The people of the West Kootenay have spoken and the federal Electoral Boundaries Commission has not listened.
The commission submitted its recommendations on Monday for reconfiguration of federal electoral boundaries in B.C.—allowing for six new districts while keeping population numbers equitable—and have ignored the overwhelming sentiment garnered from a commission tour of the region in October, says the B.C. Southern Interior’s member of Parliament.
Alex Atamanenko said the recommendation, that splits Trail and Castlegar off from Nelson, will hamper actual accessibility people would have to a member of Parliament, as well as the area’s ability to come together on common issues.
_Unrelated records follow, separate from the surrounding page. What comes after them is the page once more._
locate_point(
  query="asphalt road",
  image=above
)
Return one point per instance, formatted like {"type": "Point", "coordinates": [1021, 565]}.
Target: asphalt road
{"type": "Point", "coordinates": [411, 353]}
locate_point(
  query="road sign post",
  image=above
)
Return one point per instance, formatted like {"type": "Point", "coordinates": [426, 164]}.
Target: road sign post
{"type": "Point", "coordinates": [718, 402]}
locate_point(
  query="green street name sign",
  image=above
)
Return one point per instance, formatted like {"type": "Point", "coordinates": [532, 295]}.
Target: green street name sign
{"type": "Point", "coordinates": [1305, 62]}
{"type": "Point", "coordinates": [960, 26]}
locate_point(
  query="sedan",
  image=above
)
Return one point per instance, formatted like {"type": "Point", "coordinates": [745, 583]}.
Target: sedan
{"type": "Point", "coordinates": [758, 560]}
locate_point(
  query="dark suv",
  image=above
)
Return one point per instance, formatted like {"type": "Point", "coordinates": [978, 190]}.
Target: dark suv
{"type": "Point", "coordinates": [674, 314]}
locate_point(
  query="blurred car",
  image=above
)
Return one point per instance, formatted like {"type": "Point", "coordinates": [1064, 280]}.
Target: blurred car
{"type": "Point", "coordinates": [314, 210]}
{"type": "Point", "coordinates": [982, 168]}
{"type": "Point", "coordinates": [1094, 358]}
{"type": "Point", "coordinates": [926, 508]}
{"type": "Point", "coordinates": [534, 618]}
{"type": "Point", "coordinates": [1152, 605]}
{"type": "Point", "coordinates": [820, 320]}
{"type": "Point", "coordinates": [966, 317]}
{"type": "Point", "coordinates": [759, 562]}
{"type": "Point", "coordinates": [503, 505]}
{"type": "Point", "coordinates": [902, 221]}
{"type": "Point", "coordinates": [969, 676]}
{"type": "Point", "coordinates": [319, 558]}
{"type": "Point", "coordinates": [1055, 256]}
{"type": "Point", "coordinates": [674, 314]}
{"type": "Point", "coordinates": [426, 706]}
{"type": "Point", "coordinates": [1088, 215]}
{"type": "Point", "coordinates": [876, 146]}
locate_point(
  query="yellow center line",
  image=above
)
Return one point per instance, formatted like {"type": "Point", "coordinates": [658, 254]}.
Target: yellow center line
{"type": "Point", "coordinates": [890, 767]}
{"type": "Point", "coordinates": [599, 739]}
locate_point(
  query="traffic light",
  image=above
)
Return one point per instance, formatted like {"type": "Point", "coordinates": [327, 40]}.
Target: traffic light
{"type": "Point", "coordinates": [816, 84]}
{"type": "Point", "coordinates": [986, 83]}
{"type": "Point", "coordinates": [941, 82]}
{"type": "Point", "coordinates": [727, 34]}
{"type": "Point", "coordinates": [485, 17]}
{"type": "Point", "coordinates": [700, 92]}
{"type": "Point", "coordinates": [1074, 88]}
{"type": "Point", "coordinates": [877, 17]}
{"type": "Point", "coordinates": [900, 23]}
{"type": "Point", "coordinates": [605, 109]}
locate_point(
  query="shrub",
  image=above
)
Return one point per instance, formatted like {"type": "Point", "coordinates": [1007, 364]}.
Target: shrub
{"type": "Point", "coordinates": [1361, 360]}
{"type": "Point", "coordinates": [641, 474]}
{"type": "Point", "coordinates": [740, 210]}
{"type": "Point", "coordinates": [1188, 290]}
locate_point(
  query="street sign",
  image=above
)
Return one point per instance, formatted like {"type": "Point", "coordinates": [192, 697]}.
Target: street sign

“The findings are contrary to what the overwhelming majority of people said at the hearings,” he explained. “People wanted our communities to stay together—Nelson, Trail and Castlegar—they did not listen to that. They are basically going with the initial proposal that they had before, so it shows they weren’t really listening that well.”
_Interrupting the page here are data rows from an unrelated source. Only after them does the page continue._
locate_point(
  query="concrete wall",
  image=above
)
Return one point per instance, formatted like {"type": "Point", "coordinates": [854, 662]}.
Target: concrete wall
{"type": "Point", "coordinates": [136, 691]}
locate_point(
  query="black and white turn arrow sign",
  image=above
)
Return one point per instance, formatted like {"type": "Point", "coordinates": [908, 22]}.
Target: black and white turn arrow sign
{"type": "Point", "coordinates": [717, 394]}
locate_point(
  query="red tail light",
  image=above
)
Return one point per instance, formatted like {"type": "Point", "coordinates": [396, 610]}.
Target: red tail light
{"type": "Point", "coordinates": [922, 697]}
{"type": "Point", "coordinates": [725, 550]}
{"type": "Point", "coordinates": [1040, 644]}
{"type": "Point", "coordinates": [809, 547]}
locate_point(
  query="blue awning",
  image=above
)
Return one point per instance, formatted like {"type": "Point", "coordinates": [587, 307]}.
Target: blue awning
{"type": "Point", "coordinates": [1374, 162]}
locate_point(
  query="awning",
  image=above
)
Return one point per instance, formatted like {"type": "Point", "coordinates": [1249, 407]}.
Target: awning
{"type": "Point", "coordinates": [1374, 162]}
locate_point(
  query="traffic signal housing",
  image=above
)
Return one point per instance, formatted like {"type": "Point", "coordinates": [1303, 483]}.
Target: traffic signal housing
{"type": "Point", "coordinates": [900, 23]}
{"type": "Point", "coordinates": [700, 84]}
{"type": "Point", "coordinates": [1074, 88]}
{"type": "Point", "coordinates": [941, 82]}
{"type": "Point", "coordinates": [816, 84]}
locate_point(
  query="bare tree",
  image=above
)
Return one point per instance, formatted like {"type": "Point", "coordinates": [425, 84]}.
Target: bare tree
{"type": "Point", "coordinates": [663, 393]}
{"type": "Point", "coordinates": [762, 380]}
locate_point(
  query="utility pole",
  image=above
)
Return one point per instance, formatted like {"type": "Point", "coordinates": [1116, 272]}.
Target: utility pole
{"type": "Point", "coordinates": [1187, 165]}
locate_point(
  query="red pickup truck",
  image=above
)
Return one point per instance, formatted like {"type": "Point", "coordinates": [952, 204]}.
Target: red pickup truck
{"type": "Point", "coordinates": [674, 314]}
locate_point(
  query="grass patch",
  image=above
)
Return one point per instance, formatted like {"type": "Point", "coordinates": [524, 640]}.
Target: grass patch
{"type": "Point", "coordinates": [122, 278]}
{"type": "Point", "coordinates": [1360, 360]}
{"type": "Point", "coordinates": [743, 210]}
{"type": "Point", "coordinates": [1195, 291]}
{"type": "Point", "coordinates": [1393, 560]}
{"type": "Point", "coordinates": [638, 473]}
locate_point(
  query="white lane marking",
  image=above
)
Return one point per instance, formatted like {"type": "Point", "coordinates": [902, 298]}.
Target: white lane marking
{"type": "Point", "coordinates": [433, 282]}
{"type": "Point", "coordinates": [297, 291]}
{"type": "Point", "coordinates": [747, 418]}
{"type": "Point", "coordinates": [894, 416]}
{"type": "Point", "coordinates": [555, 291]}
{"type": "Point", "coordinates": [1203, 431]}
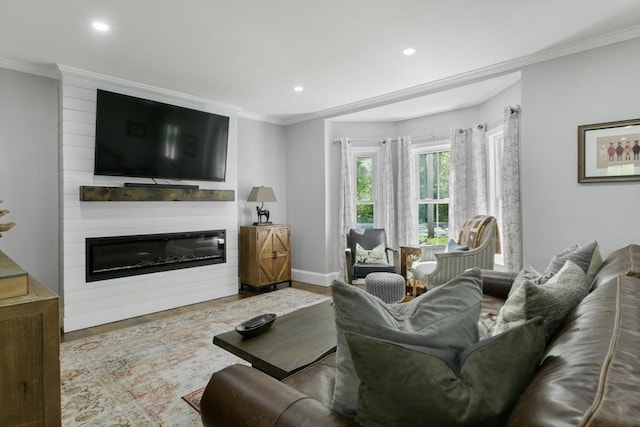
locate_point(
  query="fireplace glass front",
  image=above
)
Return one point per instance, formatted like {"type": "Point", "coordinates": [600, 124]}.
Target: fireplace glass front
{"type": "Point", "coordinates": [121, 256]}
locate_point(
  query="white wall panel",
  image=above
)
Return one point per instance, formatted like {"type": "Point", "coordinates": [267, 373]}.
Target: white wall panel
{"type": "Point", "coordinates": [93, 303]}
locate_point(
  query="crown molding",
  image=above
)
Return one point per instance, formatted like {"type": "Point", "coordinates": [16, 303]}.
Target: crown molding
{"type": "Point", "coordinates": [474, 76]}
{"type": "Point", "coordinates": [67, 71]}
{"type": "Point", "coordinates": [260, 117]}
{"type": "Point", "coordinates": [43, 70]}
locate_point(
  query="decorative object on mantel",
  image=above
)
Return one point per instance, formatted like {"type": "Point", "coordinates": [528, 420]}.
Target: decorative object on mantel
{"type": "Point", "coordinates": [262, 194]}
{"type": "Point", "coordinates": [609, 152]}
{"type": "Point", "coordinates": [14, 281]}
{"type": "Point", "coordinates": [6, 226]}
{"type": "Point", "coordinates": [89, 193]}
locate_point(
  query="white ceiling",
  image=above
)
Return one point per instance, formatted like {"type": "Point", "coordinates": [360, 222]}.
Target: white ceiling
{"type": "Point", "coordinates": [347, 54]}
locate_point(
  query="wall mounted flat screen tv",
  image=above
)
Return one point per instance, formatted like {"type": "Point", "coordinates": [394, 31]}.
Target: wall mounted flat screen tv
{"type": "Point", "coordinates": [141, 138]}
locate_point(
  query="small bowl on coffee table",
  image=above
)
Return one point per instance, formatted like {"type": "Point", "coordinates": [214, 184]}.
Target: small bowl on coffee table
{"type": "Point", "coordinates": [256, 326]}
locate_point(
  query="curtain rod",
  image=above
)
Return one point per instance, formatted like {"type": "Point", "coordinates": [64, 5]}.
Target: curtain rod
{"type": "Point", "coordinates": [382, 141]}
{"type": "Point", "coordinates": [436, 135]}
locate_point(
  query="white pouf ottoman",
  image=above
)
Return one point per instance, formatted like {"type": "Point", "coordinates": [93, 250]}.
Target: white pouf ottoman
{"type": "Point", "coordinates": [389, 287]}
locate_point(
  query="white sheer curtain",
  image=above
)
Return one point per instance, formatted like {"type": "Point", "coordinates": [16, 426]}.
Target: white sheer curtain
{"type": "Point", "coordinates": [458, 205]}
{"type": "Point", "coordinates": [468, 176]}
{"type": "Point", "coordinates": [346, 216]}
{"type": "Point", "coordinates": [478, 171]}
{"type": "Point", "coordinates": [511, 207]}
{"type": "Point", "coordinates": [407, 207]}
{"type": "Point", "coordinates": [387, 190]}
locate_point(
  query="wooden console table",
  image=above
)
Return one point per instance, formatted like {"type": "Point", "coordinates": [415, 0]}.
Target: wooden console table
{"type": "Point", "coordinates": [30, 357]}
{"type": "Point", "coordinates": [265, 255]}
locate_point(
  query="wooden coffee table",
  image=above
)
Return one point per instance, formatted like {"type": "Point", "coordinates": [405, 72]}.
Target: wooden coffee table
{"type": "Point", "coordinates": [294, 341]}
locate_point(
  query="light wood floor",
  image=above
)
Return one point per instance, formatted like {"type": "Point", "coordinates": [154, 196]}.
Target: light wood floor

The new boundaries will be studied by a House of Commons committee and the final realignment will be submitted in September
Although submissions encouraged the commission to keep Nelson, Castlegar and Trail in one electoral district, such a combination “would have resulted in an electoral district with numbers well above the electoral quota,” read the report from the commission.
As a result of the tour, the commission configured a new electoral district named South Okanagan, West Kootenay that includes Trail, Castlegar, Fruitvale and Montrose in its eastern region.
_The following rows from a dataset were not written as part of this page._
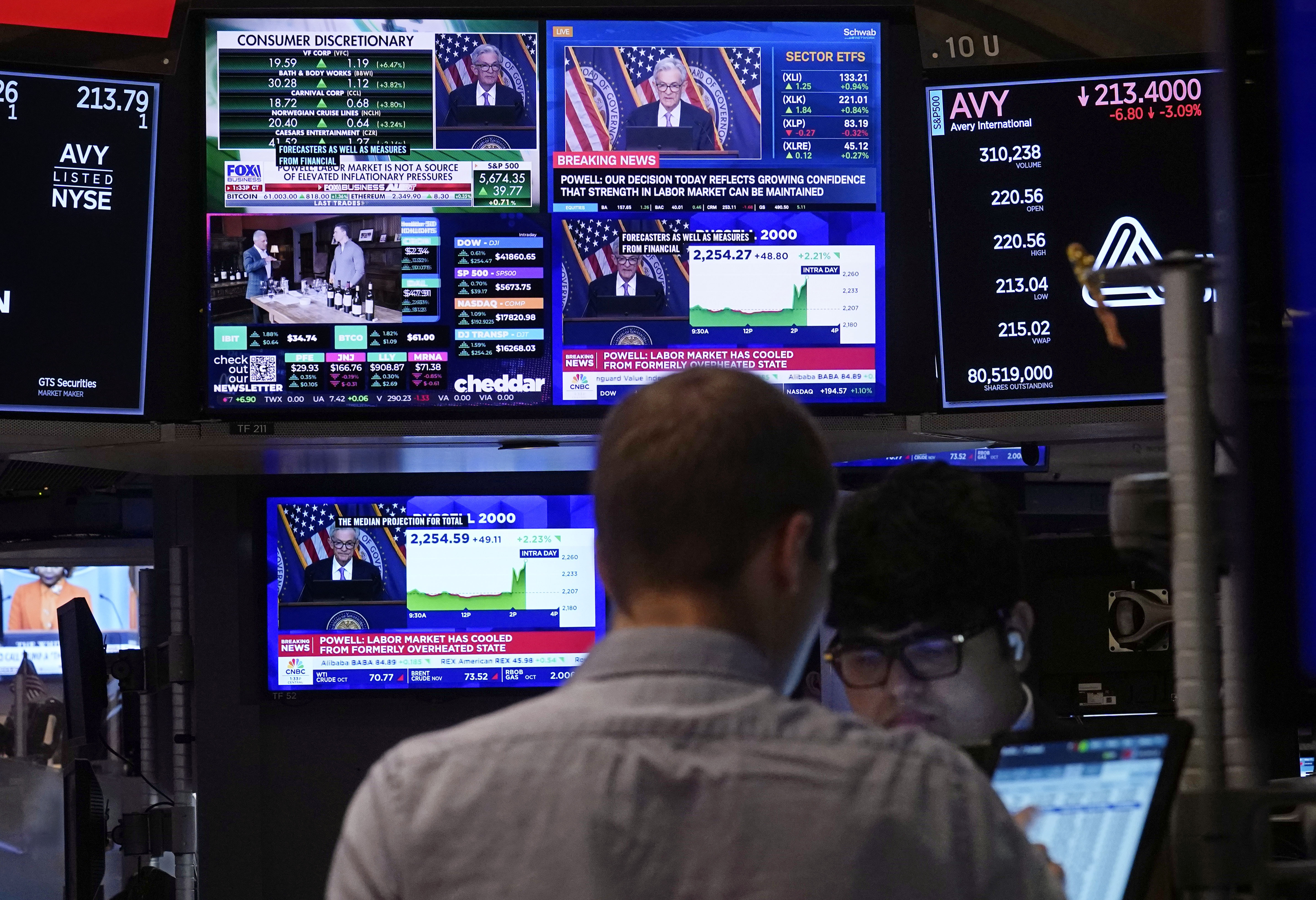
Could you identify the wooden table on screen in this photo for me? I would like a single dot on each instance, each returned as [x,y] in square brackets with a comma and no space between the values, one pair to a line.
[287,310]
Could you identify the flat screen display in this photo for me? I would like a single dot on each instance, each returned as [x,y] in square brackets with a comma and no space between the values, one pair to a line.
[984,458]
[716,199]
[381,115]
[80,157]
[33,595]
[430,591]
[1093,801]
[1020,170]
[369,237]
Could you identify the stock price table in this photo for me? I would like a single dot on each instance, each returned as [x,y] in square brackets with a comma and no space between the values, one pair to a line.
[311,106]
[828,106]
[1020,170]
[80,162]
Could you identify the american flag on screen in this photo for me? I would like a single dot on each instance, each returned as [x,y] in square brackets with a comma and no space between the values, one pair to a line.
[592,240]
[585,126]
[455,58]
[639,64]
[747,62]
[310,526]
[398,536]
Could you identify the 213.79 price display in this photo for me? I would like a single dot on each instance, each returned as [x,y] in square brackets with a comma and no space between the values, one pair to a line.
[80,162]
[1022,170]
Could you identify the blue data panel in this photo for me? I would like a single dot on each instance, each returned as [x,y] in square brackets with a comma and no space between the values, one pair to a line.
[430,591]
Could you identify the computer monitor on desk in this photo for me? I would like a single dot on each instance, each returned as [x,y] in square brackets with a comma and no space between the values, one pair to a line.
[488,115]
[652,137]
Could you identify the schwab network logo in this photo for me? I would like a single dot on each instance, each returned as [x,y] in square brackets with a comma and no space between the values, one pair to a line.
[1128,244]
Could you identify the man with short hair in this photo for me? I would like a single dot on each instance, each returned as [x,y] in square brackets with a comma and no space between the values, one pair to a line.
[670,765]
[927,599]
[349,261]
[669,111]
[260,268]
[343,566]
[628,293]
[485,91]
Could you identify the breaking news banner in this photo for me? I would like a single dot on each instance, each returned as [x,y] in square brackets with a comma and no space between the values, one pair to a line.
[714,116]
[797,298]
[376,115]
[430,591]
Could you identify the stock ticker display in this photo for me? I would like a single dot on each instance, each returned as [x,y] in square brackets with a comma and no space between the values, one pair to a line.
[716,201]
[377,235]
[80,154]
[428,591]
[1020,170]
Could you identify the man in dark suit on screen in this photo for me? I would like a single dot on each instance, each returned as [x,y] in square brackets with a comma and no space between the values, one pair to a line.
[486,90]
[670,111]
[344,566]
[627,293]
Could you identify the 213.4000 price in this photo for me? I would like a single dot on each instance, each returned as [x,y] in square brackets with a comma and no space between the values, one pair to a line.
[1005,374]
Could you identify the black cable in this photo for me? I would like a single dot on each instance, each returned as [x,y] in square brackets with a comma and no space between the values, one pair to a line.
[128,762]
However, it will see Nelson, along with Kaslo, Salmo and Creston, join with the East Kootenay in the Kootenay Columbia riding and apart from Castlegar and Trail.
The central portion of the South Okanagan, West Kootenay district comprises the Kootenay Boundary area, and the western region incorporates Osoyoos, Oliver and Penticton.
In drafting its initial proposal, the commission was faced with the challenge of determining how to reconfigure the existing electoral district of Kootenay Columbia, which had a variance of 16 per cent below the electoral population quota.
Initially, the commission determined the only route of expansion was to the west and recommended crossing the Salmo-Creston (Kootenay Pass) and include the communities of Nelson, Salmo, Fruitvale and Montrose into the riding that now bounds the East Kootenay and Cranbrook, separating them from Trail, Rossland and Castlegar.
The commission has also recommended configuring a new electoral district named Central Okanagan, Similkameen, Nicola that contains Summerland, Keremeos, Princeton and adjacent areas. This electoral district includes Peachland, West Kelowna, and a portion of the City of Kelowna south of Harvey Avenue and adjacent to Okanagan Lake.
The report has now been submitted to the House of Commons for MP comment. And Atamanenko’s comment is that rural B.C. is once again “being taken to the cleaners” by the federal government.
“I am certainly going to fight to maintain our area intact,” he said, noting he had one month to submit a proposal as comment. “They could leave this riding alone. They don’t need to be, for the sake of numbers, adding centres and then breaking it apart. I thought they were listening but that has disappeared.”
The commission had received submissions to keep Nakusp, Regional District of Central Kootenay’s Area K and H, New Denver and the Slocan Valley in the same electoral district. As well, the commission was advised that the proposal had the effect of splitting communities adjacent to Kaslo and the north end of Kootenay Lake.
The 2011 census population of the electoral districts contained between the Alberta border and the 49th parallel, north to Kamloops and the Shuswap, was 675,826. Ultimately, the commission concluded that the addition of an electoral district in the B.C. Interior was not feasible.
Before issuing its proposal, the commission had received a variety of suggestions from the public for the redesign of the province’s electoral boundaries.
“The proposal itself generated a considerable volume of public input into the process,” the commission report read.
The advice received by the commission touched on various subjects, particularly the maintenance of existing boundaries where possible, the division of neighbouring communities, the difficulty of driving in certain weather conditions and the importance of municipal and regional district boundaries.
In general, the reconfigurations were made to recognize communities of interest affected by the proposal, to respect municipal boundaries, to substantially utilize regional district and census subdivision boundaries and in “appreciation of the coexistence” of urban and rural communities.